Diana moved to tug Quilby to his feet, but then decided she could do what had to be done alone. Quilby had served his purpose—he’d brought her to the isolated country church in the dead of night—and there was no need to expose him to what came next.

  She feared it might be beyond anything Quilby could comprehend. Her mind was disciplined, her will strong, and her experience already deep for a woman who had just barely turned thirty.

  Her eyes reflecting the fiery effulgence, she took her satchel and followed Mina to the door, pausing there long enough to place her ear against the old, thick wood to listen.

  What she heard made even her experienced breath quicken.

  The voice beyond the door was plainly not human. It was deep and had a coarseness to it no man’s larynx could produce; it was more like the roar of some large, savage animal—one that could speak while making that horrible sound, that is. And the words…they were an eerie gibberish, and yet Diana sensed there was something familiar about them.

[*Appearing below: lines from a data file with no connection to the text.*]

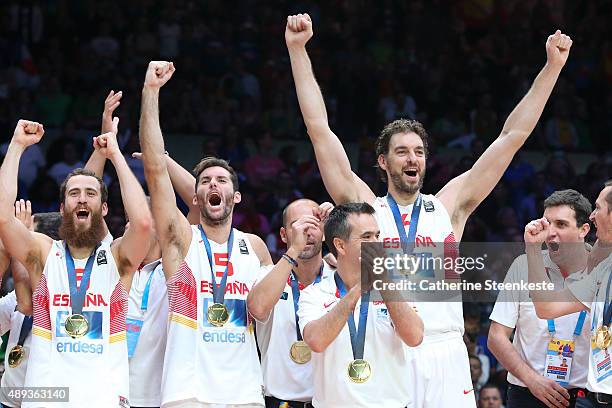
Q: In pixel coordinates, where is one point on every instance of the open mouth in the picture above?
(214, 199)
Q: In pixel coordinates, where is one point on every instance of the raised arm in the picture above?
(96, 161)
(489, 168)
(548, 304)
(333, 162)
(263, 296)
(133, 247)
(173, 230)
(27, 247)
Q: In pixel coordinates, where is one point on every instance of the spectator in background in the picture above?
(490, 397)
(70, 161)
(263, 168)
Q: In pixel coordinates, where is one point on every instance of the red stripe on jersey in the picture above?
(451, 250)
(40, 305)
(182, 292)
(118, 309)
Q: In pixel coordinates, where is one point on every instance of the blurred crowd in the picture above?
(457, 66)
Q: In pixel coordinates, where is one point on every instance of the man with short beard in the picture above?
(210, 268)
(79, 318)
(285, 357)
(405, 215)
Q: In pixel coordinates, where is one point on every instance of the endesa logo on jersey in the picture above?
(65, 343)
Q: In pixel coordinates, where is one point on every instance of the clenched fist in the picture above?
(158, 73)
(27, 133)
(298, 30)
(557, 48)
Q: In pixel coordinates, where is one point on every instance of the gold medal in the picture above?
(602, 338)
(16, 355)
(359, 371)
(76, 325)
(300, 352)
(217, 314)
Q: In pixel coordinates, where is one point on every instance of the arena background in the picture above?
(457, 66)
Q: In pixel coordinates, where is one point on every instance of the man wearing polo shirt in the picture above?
(591, 293)
(530, 370)
(358, 357)
(285, 358)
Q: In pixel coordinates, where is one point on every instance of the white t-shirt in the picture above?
(591, 291)
(283, 378)
(384, 350)
(516, 310)
(147, 363)
(204, 363)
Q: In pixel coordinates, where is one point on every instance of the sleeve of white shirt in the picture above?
(585, 289)
(311, 306)
(506, 309)
(8, 304)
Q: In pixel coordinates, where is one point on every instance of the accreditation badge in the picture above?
(559, 358)
(600, 359)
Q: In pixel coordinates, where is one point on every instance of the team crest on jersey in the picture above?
(101, 258)
(244, 250)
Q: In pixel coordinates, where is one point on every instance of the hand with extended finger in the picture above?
(106, 144)
(158, 73)
(298, 30)
(23, 212)
(536, 231)
(112, 102)
(27, 133)
(557, 48)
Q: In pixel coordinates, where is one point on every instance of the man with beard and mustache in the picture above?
(79, 324)
(526, 360)
(285, 357)
(210, 268)
(592, 294)
(441, 362)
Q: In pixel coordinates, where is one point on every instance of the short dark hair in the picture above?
(574, 200)
(609, 195)
(211, 161)
(48, 224)
(395, 127)
(84, 172)
(337, 225)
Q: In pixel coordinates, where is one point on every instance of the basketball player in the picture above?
(534, 381)
(273, 301)
(591, 293)
(210, 269)
(19, 313)
(358, 356)
(439, 372)
(81, 284)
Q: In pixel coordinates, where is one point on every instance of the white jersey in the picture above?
(15, 377)
(516, 310)
(147, 361)
(434, 235)
(204, 363)
(94, 367)
(283, 378)
(383, 350)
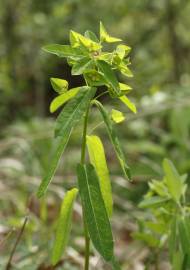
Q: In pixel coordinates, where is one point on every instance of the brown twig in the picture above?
(8, 266)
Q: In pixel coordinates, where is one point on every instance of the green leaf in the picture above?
(98, 159)
(114, 139)
(60, 100)
(59, 145)
(109, 76)
(83, 65)
(69, 117)
(95, 212)
(128, 103)
(173, 180)
(105, 37)
(117, 116)
(63, 226)
(74, 110)
(59, 85)
(184, 235)
(89, 34)
(62, 50)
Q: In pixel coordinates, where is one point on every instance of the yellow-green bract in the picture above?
(64, 225)
(98, 159)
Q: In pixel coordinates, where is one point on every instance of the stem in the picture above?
(83, 150)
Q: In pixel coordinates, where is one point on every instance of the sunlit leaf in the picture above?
(94, 210)
(63, 226)
(114, 139)
(59, 85)
(74, 110)
(117, 116)
(173, 180)
(128, 103)
(105, 37)
(63, 98)
(98, 159)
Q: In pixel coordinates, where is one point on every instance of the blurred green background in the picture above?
(158, 32)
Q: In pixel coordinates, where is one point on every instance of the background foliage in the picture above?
(158, 32)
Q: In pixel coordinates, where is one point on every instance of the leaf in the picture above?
(128, 103)
(89, 34)
(59, 85)
(109, 76)
(98, 159)
(83, 65)
(114, 139)
(59, 145)
(173, 180)
(94, 210)
(74, 110)
(62, 50)
(184, 235)
(63, 226)
(60, 100)
(69, 117)
(117, 116)
(105, 37)
(154, 201)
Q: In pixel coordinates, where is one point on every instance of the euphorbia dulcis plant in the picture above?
(87, 57)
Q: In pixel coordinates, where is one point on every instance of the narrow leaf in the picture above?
(109, 76)
(117, 116)
(98, 159)
(94, 210)
(60, 100)
(128, 103)
(114, 139)
(173, 180)
(59, 85)
(62, 50)
(64, 225)
(74, 110)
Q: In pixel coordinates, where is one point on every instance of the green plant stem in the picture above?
(83, 150)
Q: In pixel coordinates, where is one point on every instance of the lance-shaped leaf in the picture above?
(94, 210)
(128, 103)
(59, 85)
(114, 139)
(173, 180)
(58, 148)
(64, 225)
(98, 159)
(68, 118)
(73, 110)
(105, 37)
(62, 50)
(60, 100)
(109, 76)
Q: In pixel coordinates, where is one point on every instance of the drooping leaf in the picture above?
(62, 50)
(128, 103)
(109, 76)
(114, 139)
(173, 180)
(117, 116)
(71, 114)
(83, 65)
(94, 210)
(105, 37)
(63, 226)
(60, 100)
(59, 85)
(58, 148)
(74, 110)
(98, 159)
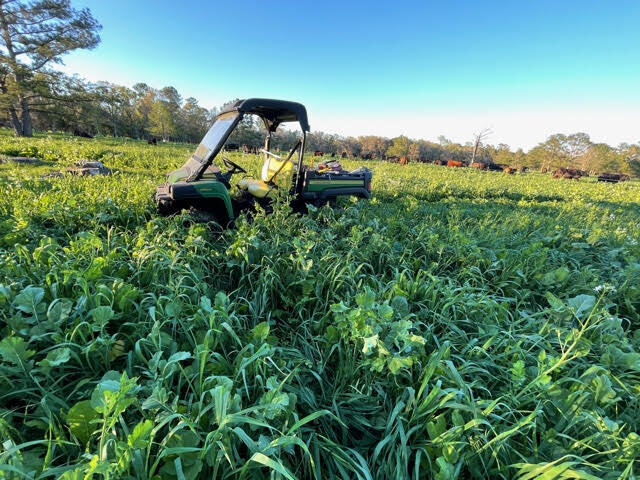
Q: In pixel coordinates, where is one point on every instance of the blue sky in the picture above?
(423, 69)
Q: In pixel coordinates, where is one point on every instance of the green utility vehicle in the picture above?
(202, 185)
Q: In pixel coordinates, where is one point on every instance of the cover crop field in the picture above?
(461, 324)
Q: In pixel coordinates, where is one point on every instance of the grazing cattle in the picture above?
(455, 163)
(81, 133)
(495, 167)
(613, 177)
(572, 173)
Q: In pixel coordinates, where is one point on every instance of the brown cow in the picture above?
(613, 177)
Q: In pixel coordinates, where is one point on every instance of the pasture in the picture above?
(461, 324)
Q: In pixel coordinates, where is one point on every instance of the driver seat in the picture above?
(275, 173)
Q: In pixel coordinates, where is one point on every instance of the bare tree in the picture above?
(478, 139)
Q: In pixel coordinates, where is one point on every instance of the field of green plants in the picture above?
(461, 324)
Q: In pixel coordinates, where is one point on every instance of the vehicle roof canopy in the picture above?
(272, 112)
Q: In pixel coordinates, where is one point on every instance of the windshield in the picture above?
(210, 141)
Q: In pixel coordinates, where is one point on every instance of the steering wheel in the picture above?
(269, 153)
(233, 167)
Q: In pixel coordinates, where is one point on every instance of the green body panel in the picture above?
(320, 185)
(212, 188)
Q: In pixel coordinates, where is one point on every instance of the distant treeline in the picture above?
(76, 106)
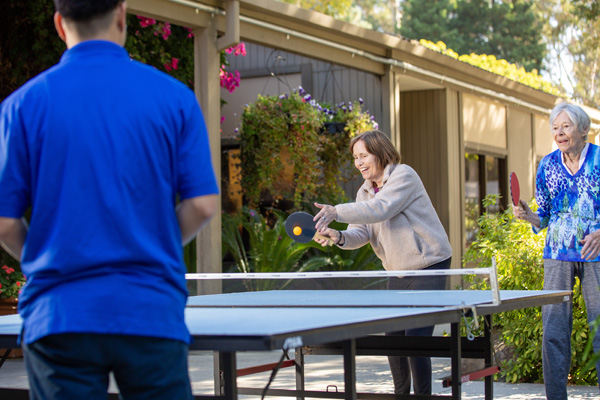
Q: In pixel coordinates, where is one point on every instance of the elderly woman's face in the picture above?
(366, 163)
(567, 135)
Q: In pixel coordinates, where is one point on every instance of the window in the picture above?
(484, 175)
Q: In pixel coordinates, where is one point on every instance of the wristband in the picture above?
(340, 239)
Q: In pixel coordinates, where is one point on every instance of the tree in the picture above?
(506, 29)
(428, 20)
(572, 33)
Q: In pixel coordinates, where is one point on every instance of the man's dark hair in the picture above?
(84, 10)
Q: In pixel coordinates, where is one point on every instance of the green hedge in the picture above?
(518, 252)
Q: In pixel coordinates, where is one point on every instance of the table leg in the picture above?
(455, 352)
(225, 370)
(299, 356)
(488, 359)
(350, 369)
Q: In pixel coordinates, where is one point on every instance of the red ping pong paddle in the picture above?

  “Live morf su reviled tub, noitatpmet otni ton su dael….”

  She ran through the words in her mind, comparing them to facts about the myriad of demons, monsters, creatures, vampires, warlocks and fallen angels she’d studied, and she finally had it:

  It was The Lord’s Prayer—backwards.

  Mina began to howl and scratch frantically at the door, and Diana knew her opportunity was limited; this gateway opened at exactly 12 a.m. on Hallowe’en, but she had no idea how long it would remain open. If she hesitated, she wouldn’t have another chance to seal this gateway for a year.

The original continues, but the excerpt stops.